In de WWB, IOAW of IOAZ zijn geen specifieke bepalingen voor terugvordering van een ten onrechte verstrekte re-integratievoorziening opgenomen. De geldende terugvorderingbepalingen in die wetten bieden daartoe eveneens geen mogelijkheid, omdat een re-integratie voorziening geen bijstand of uitkering is. Terugvordering is om voorgaande reden ook niet mogelijk op grond van onderhavig artikel van deze beleidsregels. Terugvordering van een re-integratie voorziening dient dan ook op grond van Afdeling 4.2.7 van de Awb te geschieden. Terugvordering van een re-integratie voorziening is met toepassing van art. 4:57 Awb alleen mogelijk op grond van de zgn. onverschuldigde betaling conform artikel 6:203 Burgerlijk Wetboek. Dit is een procedure voor de civiele rechter om een dwanginvorderingstitel voor de ten onrechte verstrekte re-integratie voorziening te verkrijgen, nadat een belanghebbende, na aanmaning, in gebreke is gebleven de kosten terug te betalen. Om van een onverschuldigde betaling van de gemaakte kosten te kunnen spreken, dient daaraan echter altijd het hierboven gemelde besluit tot beëindiging, herziening of intrekking vooraf te zijn gegaan.
De terugvordering betreft overigens betreft een kan-bepaling.

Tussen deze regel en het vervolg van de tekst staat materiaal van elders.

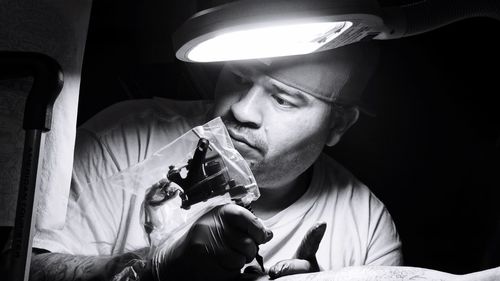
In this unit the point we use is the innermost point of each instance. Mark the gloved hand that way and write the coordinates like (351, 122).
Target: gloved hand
(304, 260)
(216, 247)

Er kan per geval o.g.v. de reden van ten onrechte verstrekte voorbereidingskrediet dan wel begeleiding, de mate van financiële benadeling en de omstandigheden van de belanghebbende besloten worden al dan niet tot terugvordering over te gaan. Indien tot terugvordering besloten wordt, vereist het gebruik maken van deze bevoegdheid een zorgvuldig onderzoek en rapportage alsmede een beschikking die specifiek gemotiveerd is.